L’Allemagne et l’Italie ont demandé le rapatriement de 245 milliards de dollars d’or

Publié le 23 juin 2025, modifié le 24 juin 2025 par Joel Masson

L’Allemagne et l’Italie envisagent de rapatrier une partie de leurs réserves d’or stockées aux États-Unis, notamment dans les coffres de la Réserve fédérale à New York. Une initiative motivée par des préoccupations politiques croissantes, une instabilité géopolitique persistante et des doutes sur l’indépendance de la Fed.

L’Allemagne et l’Italie ont demandé le rapatriement de 245 milliards de dollars d’or

Des figures politiques de tous bords, en Allemagne comme en Italie, soutiennent cette démarche qui touche à la souveraineté monétaire. Au cœur du débat : le contrôle physique de l’or en période d’incertitude mondiale.

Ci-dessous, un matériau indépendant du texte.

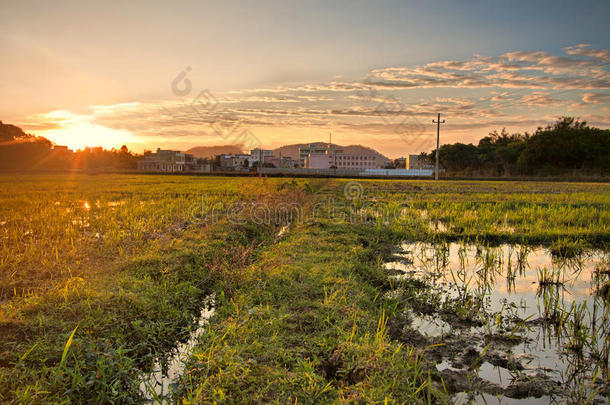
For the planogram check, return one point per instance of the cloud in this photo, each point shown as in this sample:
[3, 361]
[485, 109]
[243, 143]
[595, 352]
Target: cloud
[596, 98]
[521, 89]
[586, 50]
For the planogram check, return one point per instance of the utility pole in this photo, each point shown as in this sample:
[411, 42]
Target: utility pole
[438, 123]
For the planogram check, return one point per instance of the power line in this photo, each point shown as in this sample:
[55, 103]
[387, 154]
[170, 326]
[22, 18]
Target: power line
[438, 123]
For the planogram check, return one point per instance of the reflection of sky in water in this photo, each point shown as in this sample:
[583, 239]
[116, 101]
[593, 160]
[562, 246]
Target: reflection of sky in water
[455, 268]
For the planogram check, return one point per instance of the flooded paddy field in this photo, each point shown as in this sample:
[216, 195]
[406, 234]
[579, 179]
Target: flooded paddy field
[508, 323]
[126, 289]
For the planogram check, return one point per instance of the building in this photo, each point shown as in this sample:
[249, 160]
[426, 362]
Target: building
[418, 162]
[172, 161]
[285, 162]
[257, 154]
[400, 163]
[311, 149]
[234, 162]
[337, 159]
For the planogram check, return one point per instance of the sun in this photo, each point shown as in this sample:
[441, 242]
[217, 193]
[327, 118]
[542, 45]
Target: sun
[80, 131]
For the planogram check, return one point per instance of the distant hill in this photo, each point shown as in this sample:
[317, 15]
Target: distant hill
[211, 151]
[293, 150]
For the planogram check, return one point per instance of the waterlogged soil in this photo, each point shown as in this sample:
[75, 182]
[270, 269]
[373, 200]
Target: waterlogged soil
[507, 324]
[158, 385]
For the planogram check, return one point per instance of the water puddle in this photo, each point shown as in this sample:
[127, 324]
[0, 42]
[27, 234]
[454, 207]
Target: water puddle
[283, 230]
[156, 387]
[531, 319]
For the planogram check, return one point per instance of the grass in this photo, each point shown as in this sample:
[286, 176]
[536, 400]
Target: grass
[100, 275]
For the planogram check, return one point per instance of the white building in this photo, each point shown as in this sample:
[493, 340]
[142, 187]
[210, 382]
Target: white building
[259, 154]
[171, 161]
[336, 158]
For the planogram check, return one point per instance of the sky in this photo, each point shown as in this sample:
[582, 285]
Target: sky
[179, 74]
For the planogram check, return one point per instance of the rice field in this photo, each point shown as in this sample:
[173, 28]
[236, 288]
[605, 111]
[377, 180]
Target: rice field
[325, 290]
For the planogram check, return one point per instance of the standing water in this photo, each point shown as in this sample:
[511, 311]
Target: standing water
[156, 386]
[538, 321]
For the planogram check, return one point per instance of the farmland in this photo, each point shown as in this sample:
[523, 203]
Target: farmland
[322, 288]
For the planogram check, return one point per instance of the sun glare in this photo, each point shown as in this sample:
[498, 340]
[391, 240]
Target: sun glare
[79, 131]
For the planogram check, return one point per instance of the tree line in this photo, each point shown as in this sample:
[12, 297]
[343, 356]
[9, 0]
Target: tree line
[567, 147]
[22, 151]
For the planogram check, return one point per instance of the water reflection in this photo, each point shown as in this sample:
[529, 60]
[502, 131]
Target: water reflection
[553, 304]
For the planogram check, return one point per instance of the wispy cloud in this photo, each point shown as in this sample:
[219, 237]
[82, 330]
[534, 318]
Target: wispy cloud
[521, 89]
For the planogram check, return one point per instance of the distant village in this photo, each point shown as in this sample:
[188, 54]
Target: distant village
[314, 158]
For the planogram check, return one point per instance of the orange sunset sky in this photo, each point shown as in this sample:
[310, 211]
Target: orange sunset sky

Une défiance envers la Réserve fédérale américaine

Les tensions se sont intensifiées après plusieurs déclarations controversées de l’ancien président Donald Trump, qui s’en est pris à la banque centrale américaine en appelant à abaisser agressivement les taux d’intérêt. Pour certains responsables européens, cette pression politique nuit à la fiabilité de la Fed en tant que gardienne des avoirs étrangers.

Fabio De Masi, ancien député de Die Linke, résume l’enjeu : « Il existe des arguments solides pour ramener davantage d’or en Europe, surtout en période de turbulences. »

Deux des plus grandes réserves d’or au monde

Selon les données du World Gold Council, l’Allemagne détient 3 352 tonnes d’or, tandis que l’Italie en possède 2 452. Cela les place respectivement en deuxième et troisième position derrière les États-Unis. Une part importante de ces réserves est cependant toujours entreposée à New York, héritage de l’après-guerre et du système de Bretton Woods.

La valeur actuelle de ces lingots dépasse les 245 milliards de dollars, ce qui renforce l’importance stratégique de leur localisation.

Une crainte partagée à travers le spectre politique

La méfiance ne se limite pas aux partis de gauche. Peter Gauweiler, ancien député conservateur allemand, estime que « la Bundesbank ne doit pas prendre de raccourcis » dans la protection des avoirs nationaux. Il appelle à une reprise du contrôle physique sur ces réserves, jugé indispensable en cas de crise majeure.

L’Association des contribuables d’Europe a également pris position, dénonçant les « interférences de Trump dans l’indépendance de la Fed ». Son président, Michael Jäger, plaide pour une réévaluation urgente du stockage étranger : « Notre recommandation est simple : ramenez l’or allemand et italien à la maison. »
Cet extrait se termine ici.